Era successo niente di analogo in passato? E, soprattutto, potrà accadere ancora?
«Era successo qualcosa di simile dopo attacchi hacker, che avevano avuto come conseguenza il blocco di milioni di macchine: possiamo ricordare i casi di Slammer, NotPetya e WannaCry, malware – non aggiornamenti software – che hanno portato molti pc in crash. Questo, però, è il primo caso di un blocco legato a un aggiornamento di sicurezza. E arrivo alla seconda parte della domanda: può succedere ancora? Assolutamente sì».
Anche se nel giro di 72 ore il mondo è tornato alla normalità, quanto accaduto impone una serie di riflessioni, perché non si può fingere che non sia successo nulla. E qui siamo al punto focale: come ci si può tutelare da un possibile nuovo crash?

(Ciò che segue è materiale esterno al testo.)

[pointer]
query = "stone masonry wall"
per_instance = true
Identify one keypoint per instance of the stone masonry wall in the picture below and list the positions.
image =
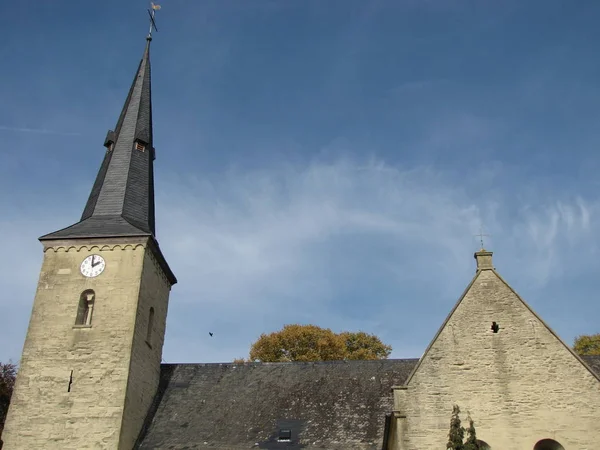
(146, 353)
(43, 414)
(520, 385)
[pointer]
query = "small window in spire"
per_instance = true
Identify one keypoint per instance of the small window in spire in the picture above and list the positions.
(85, 309)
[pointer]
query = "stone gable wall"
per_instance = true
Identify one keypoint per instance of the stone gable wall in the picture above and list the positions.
(520, 385)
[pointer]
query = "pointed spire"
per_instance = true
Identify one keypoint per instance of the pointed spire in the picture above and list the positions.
(121, 202)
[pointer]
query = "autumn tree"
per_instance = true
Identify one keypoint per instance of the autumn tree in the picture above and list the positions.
(8, 372)
(313, 343)
(361, 346)
(587, 344)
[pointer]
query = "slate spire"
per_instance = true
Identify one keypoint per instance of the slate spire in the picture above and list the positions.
(121, 202)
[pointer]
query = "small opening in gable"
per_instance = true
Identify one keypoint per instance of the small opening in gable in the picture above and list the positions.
(285, 435)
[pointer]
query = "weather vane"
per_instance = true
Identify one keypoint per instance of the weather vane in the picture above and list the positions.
(481, 236)
(154, 8)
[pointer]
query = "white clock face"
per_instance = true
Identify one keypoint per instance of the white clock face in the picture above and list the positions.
(92, 266)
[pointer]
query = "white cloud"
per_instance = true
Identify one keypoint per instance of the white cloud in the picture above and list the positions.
(346, 244)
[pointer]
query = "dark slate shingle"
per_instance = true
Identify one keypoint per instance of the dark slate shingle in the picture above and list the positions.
(332, 405)
(121, 202)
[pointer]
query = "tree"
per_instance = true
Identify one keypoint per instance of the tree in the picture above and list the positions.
(587, 344)
(363, 346)
(313, 343)
(8, 373)
(457, 432)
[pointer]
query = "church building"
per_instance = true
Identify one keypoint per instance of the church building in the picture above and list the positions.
(91, 376)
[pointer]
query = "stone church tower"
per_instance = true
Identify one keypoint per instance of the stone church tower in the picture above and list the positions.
(91, 360)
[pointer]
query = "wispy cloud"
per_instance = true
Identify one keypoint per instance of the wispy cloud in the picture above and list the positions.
(348, 244)
(36, 131)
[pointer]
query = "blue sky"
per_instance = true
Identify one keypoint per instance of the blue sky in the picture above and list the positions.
(317, 162)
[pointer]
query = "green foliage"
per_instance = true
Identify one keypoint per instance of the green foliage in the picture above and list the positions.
(8, 373)
(587, 344)
(471, 442)
(312, 343)
(457, 433)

«Eventi come questo son estremamente rari e, come abbiamo visto, non riguardano tipicamente la piccola azienda o l’utente privato. Ma una grande organizzazione deve porsi il problema e deve provvedere a dotarsi di un sistema di backup, che non significa semplicemente uno storage per conservare le informazioni, ma una soluzione alternativa se qualcosa va storto. Per capirci con un esempio, immaginiamo di essere all’interno di un’auto a guida autonoma; se qualcosa nel sistema frenante non funziona deve esserci un software che ti avvisa: c’è un problema, è il caso che sia tu a frenare. Le imprese che si occupano di sistemi di trasporto o sanitari devono, in altre parole, dotarsi di un sistema di sicurezza alternativo in grado di intervenire in caso di anomalie, evitando il crash. Peraltro, se i sistemi operativi cinesi non sono andati in crash è perché non usano Falcon Sensor, ma altri software di sicurezza. È chiaro, però, che dicendo questo apriamo un’altra parentesi, perché nella questione entrano in ballo anche scelte governative squisitamente politiche: è nell’ordine delle cose che un governo possa non voler utilizzare soluzioni prodotte e commercializzate da altri paesi. Ma, senza arrivare a questo caso estremo, torniamo a quanto dicevamo: una grande organizzazione deve dotarsi di sistemi alternativi. Anche qui, per semplificare con un esempio, è come quando salta la corrente ma le batterie garantiscono che la luce resti accesa per il tempo serve».
Nelle prossime settimane la parola passerà agli studi legali, perché immaginiamo le cause di risarcimento che saranno intentate. E occorrerà anche capire se a pagarne le conseguenze saranno sia Microsoft sia Crowdstrike, oltre al danno nella reputazione di entrambe. Ma, rimanendo al problema originario iniziale, qual era la soluzione per far tornare i pc al normale funzionamento?
«Abbastanza banale. Avviare Windows in modalità sicura, provvedendo a cancellare il file che portava al blocco: un’operazione che chiunque può fare in cinque minuti. Ma, se non viene fatta, il pc non funziona».